STOP sharing lessons with AI generated texts (transcripts) in Icelandic!

Anyone who is using whisper or some kind of an AI to automatically generate transcriptions (texts) for Icelandic material, whether it’s from youtube videos or mp3 files should not share the lessons in the library. The AI is not nearly advanced enough and makes a whole bunch of errors. It even writes words that don’t exist in Icelandic or spellings that don’t exist in Icelandic for any form of the word.

Anyone who is using AI to auto-generate texts for small languages like Icelandic, needs to first check with a native speaker on whether the transcriptions are accurate enough. Trying to learn a language where the text is messed up like this will teach you very, very broken language, misspellings and nonsense. I am sure the AI will be good enough to do this properly sometime in the future, but right now it’s way too far off.

I’d much rather spend my time creating good material for Icelandic or getting permissions from others to use theirs, as opposed to having to set a bunch of lessons like this to “private” in the library.

9 Likes

I thought that wasn´t even possible. I just tried to add audio to a text I already had in the recently released Hindi and it wasn´t allowed. The text wasn´t artificially generated, just the audio by LingQ. It allows the creation for private use but not for sharing, so I thought that was an automated feature in the settings.

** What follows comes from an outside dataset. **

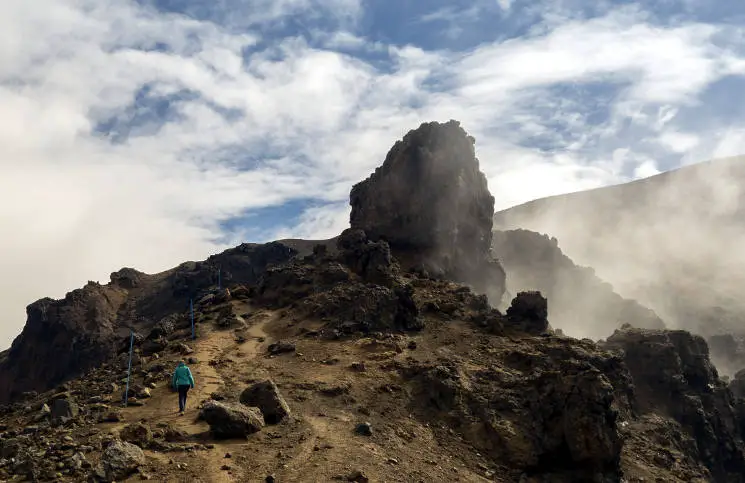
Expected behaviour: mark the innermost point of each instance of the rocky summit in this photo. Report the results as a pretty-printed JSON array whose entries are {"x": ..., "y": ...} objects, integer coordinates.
[
  {"x": 378, "y": 355},
  {"x": 431, "y": 203}
]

It didn´t allow me to share only the text, first giving an error message that it should have audio and, after generating the audio, it gave another error message saying I couldn´t share it. So that doesn´t happen in Icelandic?

@Atlan, rokkvi is referring to the TEXT being generated from the audio. i.e. the audio is native, but the transcript is AI generated. Apparently this may be allowed to share, but as he points out, the AI generated transcript may not work well beyond a handful of languages.

In your example you’re talking about the artificially created audio and I know LingQ does not want unauthentic native speaker audio.

Oh, I see, I got my wires crossed when I quickly skimmed it :sweat_smile: thanks
It would be useful to be able to share authentic text though… even without the audio

1 Like

That’s a problem for every language, and something that probably it is not possible to control so easily.
You can say that now, but not everyone is reading the forum, plus it will be forgotten from new users in few weeks, and so on. And the technology will advance creating new possibilities.

Everyone that could see an opportunity for monetisation/reward would jump in sooner or later creating material for several languages without knowing nothing about it.

I would definitely prefer to have some sort of mechanism that could make invisible all material created this way, or at least that could be excluded from the search (both audio and text generation). Or some other sort of native verification or quality process to be involved in this, that could give a green light for this material.
Imho.

2 Likes

My comments aren’t really about AI generated transcriptions. They are more about my ignorance of the LingQ process.

My question is, does a lesson posted in the Library and set for Public use get checked for accuracy by a native speaking Icelander such as yourself? Even texts generated by LingQ?

Trusting that what I’m seeing in the lessons is accurate isn’t an issue now because I’m using the stories and other courses that are obviously generated by an Icelandic person, probably yourself, or teaching organization.

I’m loving the Icelandic course and continue to chug along. Thanks for everything you do.

I am not a LingQ employee but I’ll tell you what I know and what I assume.

As far as I know there is no formal process that LingQ has for verifying content for accuracy. I think the idea at LingQ is that although there may be inaccuracies when people make content they add public, it is still worth it. LingQ would probably become prohibitively expensive if it was supposed to have the same amount and variety of content it has in the libraries, but it would all have to be uploaded by LingQ employees.

Also, I think most LingQ content is not really made by the users, but found by the users on various sites like LibriVox, Project Gutenberg, Project Runeberg, sites of language bloggers etc. - material that is not likely to contain errors - and posted on LingQ. Thus LingQ is partially based on a principle of a participating community.

I think I am the only person right now who is monitoring the Icelandic content to some extent. I have had to put some lessons back to private because of gross inaccuracies and copyright reasons. Almost every lesson in the Icelandic library at this time of speaking has been added by me. Most of them come from language learning material, books, children’s material and so on, that I got permissions for. A fair amount of the material I have uploaded was created by myself and I am probably decent at spelling, but not great. There may be the occasional spelling errors in my “Einföld íslenska”, “Einfalt eintal”, “Flæðiskerið”, “Einfaldir íslenskir textar með Rökkva” etc. but I think it will still serve learners well. If other Icelanders later find spelling mistakes or typos in my texts and let me know, I’d try to correct them as quickly as possible.

4 Likes